I just recently started working with Euler's Totient Function, and I came across the problem of solving for all possible integers $n$ such that $\varphi(n)=14$. I know there are similar questions with different numbers, I just wanted to verify if my approach was correct or I messed up since I could not find any $n$ satisfying that property.

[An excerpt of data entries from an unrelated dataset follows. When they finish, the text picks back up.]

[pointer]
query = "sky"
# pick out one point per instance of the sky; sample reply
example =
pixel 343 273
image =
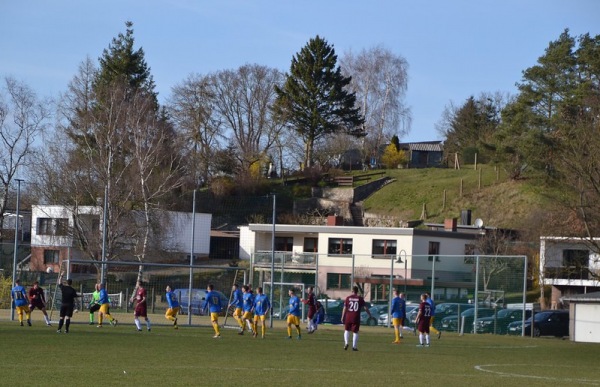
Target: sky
pixel 454 48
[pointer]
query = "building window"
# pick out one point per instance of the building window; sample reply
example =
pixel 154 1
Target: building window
pixel 434 250
pixel 469 254
pixel 576 258
pixel 340 246
pixel 338 281
pixel 51 256
pixel 284 243
pixel 44 226
pixel 311 245
pixel 383 247
pixel 49 226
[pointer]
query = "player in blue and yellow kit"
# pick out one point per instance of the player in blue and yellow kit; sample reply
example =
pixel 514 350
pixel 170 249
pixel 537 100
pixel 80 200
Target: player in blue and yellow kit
pixel 237 301
pixel 213 304
pixel 261 309
pixel 247 305
pixel 19 298
pixel 171 313
pixel 294 314
pixel 104 302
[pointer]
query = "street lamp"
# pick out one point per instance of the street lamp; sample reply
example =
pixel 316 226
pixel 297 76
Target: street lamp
pixel 392 260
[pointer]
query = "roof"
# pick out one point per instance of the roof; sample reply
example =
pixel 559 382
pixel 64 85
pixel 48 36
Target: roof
pixel 587 297
pixel 425 146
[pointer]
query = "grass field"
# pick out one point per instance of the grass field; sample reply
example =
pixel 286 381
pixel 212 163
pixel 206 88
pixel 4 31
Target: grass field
pixel 37 355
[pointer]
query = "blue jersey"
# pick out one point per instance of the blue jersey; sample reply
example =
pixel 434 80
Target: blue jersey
pixel 248 302
pixel 398 308
pixel 432 305
pixel 172 299
pixel 212 302
pixel 103 297
pixel 19 295
pixel 295 306
pixel 261 304
pixel 237 299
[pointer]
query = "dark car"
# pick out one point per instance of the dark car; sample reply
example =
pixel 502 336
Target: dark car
pixel 498 323
pixel 546 323
pixel 452 323
pixel 198 298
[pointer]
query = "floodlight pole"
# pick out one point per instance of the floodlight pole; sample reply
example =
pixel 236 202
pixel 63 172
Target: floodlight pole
pixel 191 258
pixel 273 261
pixel 12 313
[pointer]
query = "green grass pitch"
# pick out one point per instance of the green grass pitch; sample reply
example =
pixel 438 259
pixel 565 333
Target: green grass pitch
pixel 122 356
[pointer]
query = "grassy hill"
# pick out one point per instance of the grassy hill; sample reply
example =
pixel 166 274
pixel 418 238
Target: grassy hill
pixel 487 192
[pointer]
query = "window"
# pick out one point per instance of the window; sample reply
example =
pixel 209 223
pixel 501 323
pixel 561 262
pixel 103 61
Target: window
pixel 51 256
pixel 49 226
pixel 338 281
pixel 311 245
pixel 576 258
pixel 434 249
pixel 44 226
pixel 383 247
pixel 469 252
pixel 340 246
pixel 284 243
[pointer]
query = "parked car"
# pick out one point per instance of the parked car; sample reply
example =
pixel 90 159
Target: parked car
pixel 452 323
pixel 498 323
pixel 198 298
pixel 383 318
pixel 376 312
pixel 546 323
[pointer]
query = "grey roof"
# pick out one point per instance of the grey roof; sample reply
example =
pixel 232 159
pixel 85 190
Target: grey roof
pixel 587 297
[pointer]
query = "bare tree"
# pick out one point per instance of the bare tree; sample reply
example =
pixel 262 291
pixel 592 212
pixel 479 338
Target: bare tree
pixel 380 81
pixel 192 109
pixel 22 118
pixel 243 100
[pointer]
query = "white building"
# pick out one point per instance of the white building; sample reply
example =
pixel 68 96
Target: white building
pixel 332 254
pixel 54 235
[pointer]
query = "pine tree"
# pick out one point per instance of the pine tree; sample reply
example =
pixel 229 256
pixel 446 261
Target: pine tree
pixel 313 101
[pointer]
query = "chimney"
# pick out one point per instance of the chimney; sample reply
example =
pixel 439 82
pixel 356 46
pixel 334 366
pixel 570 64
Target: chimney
pixel 335 220
pixel 450 224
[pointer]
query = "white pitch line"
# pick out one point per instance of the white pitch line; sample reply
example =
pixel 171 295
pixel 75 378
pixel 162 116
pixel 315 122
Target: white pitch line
pixel 550 378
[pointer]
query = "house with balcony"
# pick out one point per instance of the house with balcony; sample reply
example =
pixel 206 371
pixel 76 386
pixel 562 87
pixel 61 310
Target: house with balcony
pixel 570 265
pixel 56 236
pixel 335 256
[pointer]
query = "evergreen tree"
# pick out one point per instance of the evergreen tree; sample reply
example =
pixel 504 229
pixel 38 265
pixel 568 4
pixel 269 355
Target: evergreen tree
pixel 313 101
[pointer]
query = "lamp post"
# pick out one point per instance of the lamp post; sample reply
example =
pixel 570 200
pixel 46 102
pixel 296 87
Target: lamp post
pixel 392 260
pixel 12 314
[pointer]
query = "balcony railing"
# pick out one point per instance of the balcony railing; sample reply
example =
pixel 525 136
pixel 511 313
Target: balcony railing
pixel 288 258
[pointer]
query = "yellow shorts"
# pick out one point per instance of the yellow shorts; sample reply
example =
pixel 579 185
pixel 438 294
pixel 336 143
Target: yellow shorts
pixel 105 308
pixel 172 312
pixel 294 320
pixel 22 309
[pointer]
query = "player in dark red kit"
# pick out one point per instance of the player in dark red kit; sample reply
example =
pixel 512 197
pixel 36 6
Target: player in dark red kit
pixel 141 307
pixel 37 299
pixel 422 320
pixel 311 302
pixel 353 305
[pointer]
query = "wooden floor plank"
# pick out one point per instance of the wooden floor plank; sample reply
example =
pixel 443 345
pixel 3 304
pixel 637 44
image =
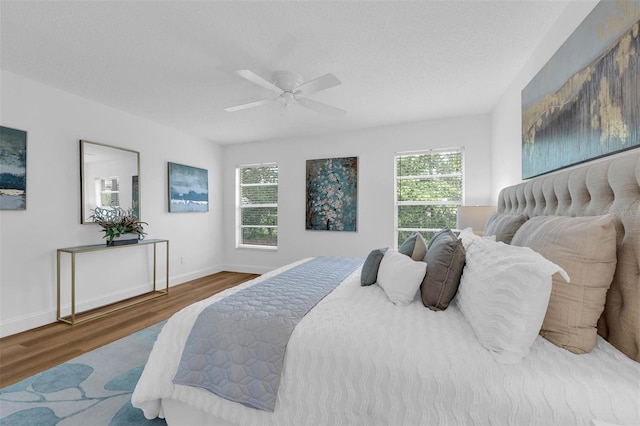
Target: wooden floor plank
pixel 30 352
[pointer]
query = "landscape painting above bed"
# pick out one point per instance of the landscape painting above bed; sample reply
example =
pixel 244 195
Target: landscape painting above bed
pixel 584 103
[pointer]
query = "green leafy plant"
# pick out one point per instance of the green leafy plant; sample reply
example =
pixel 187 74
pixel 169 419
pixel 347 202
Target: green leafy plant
pixel 116 221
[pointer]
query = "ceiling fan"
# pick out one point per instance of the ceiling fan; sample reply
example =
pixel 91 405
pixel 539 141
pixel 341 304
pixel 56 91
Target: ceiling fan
pixel 291 88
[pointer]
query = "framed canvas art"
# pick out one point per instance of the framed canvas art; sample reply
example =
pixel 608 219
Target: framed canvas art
pixel 13 169
pixel 188 189
pixel 584 103
pixel 332 194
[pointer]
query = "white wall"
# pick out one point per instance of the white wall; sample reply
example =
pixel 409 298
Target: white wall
pixel 375 149
pixel 55 122
pixel 506 118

We know $$\varphi(n)= \prod_{i=0}^{k} p_{i}^{a-1}(p_i-1)$$ From there we see $p_i \leq 15$ hence the primes are $p_i=\{2, 3, 5, 7, 11, 13 \}$. Ergo, we can write $n= 2^a\cdot3^b\cdot5^c\cdot7^d\cdot11^e\cdot13^f$. Using the fact that the Function is multiplicative, we can separate $$\varphi(2^a\cdot\ldots\cdot13^f)= \varphi(2^a)\cdot\ldots\cdot \varphi(13^f) = 2^{a-1}(2-1)\cdot3^{b-1}(3-1)\cdot\ldots\cdot13^{f-1}(13-1) $$
So I ended up with $\varphi(n)= 2^{a+6}\cdot3^{b+1}\cdot5^{c}\cdot7^{d-1}\cdot11^{e-1}\cdot13^{f-1}$. Then, since 14 has no factors $3, 5, 11, 13$ their exponents are at most $1$. Furthermore since $2$ and $7$ divide both divide $14$, I tried finding any combination with different multiplicities, but none yielded $14$ as a Totative.
Was my approach correct or did I miss something?